Akzeptanz bedeutet nicht Passivität. Es ist eine interessante Dualität, die Dinge zu akzeptieren, die sind, und sich dennoch dafür zu entscheiden, zu kämpfen, um sie zu verbessern. Es ist weniger verwirrend, wenn man sich daran erinnert, dass Akzeptanz keine Zustimmung bedeutet.

10. Übe weiter.

Bemühen Sie sich regelmäßig, Akzeptanz in Ihrem Leben zu üben. Sie werden wahrscheinlich eine Weile keine Ergebnisse sehen. Es kann lange dauern, bis Sie das, was kommt, willkommen heißen und dann auf den Weg schicken können.

Allerdings wird die Akzeptanz als Lebensweise etwas, das mit Übung leichter wird.
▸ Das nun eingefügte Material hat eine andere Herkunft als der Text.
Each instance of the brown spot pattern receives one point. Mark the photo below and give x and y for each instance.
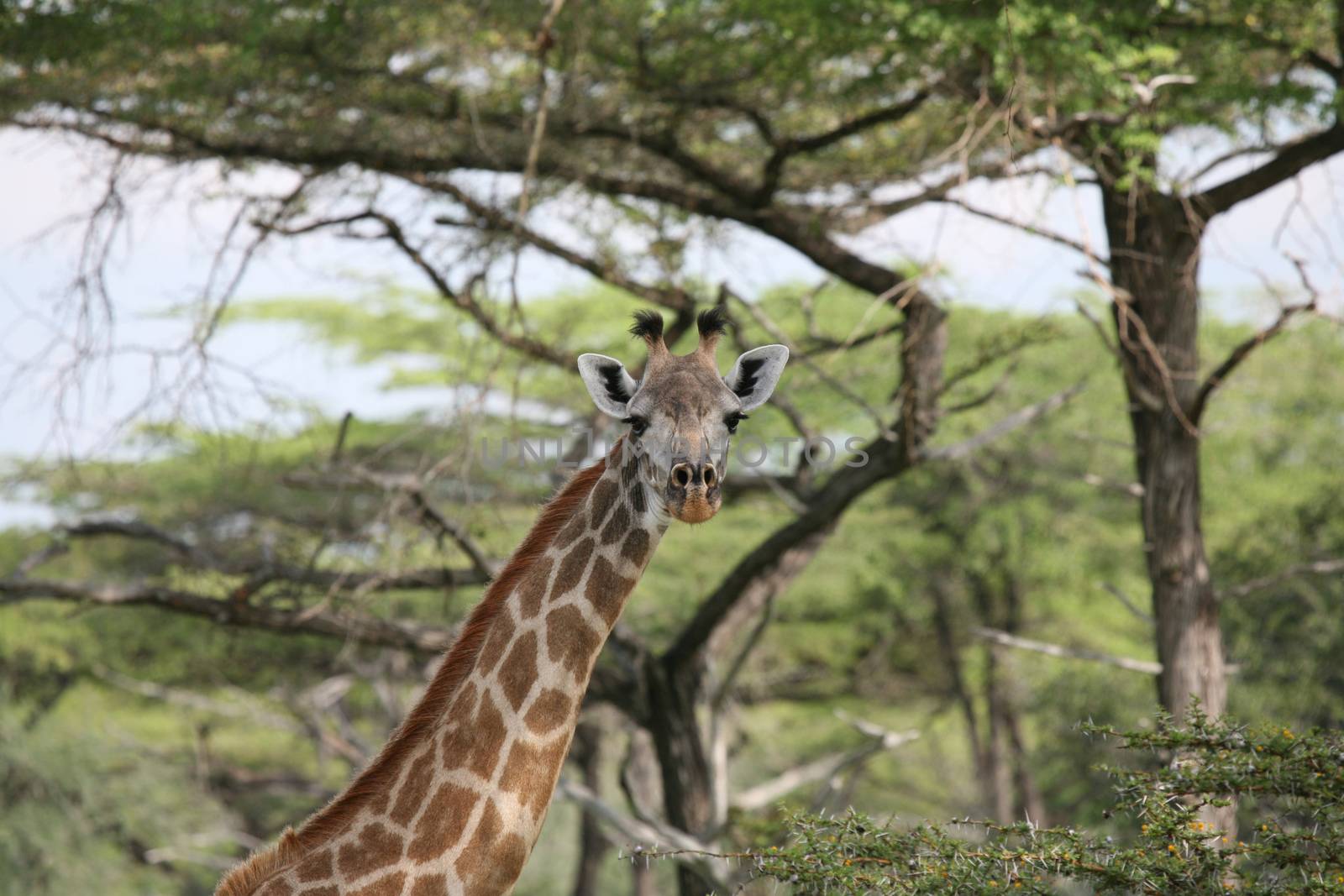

Irgendwann werden Sie vielleicht feststellen, dass die Dinge Sie einfach nicht so tief berühren, weil Sie erkennen, dass sie sehr vorübergehend und daher nicht so wichtig sind.

Und natürlich sind manche Dinge größer als andere. Manche Dinge wirst du nicht einfach akzeptieren und an dir vorbeifließen lassen können. Das ist okay. Das gehört einfach zum Menschsein.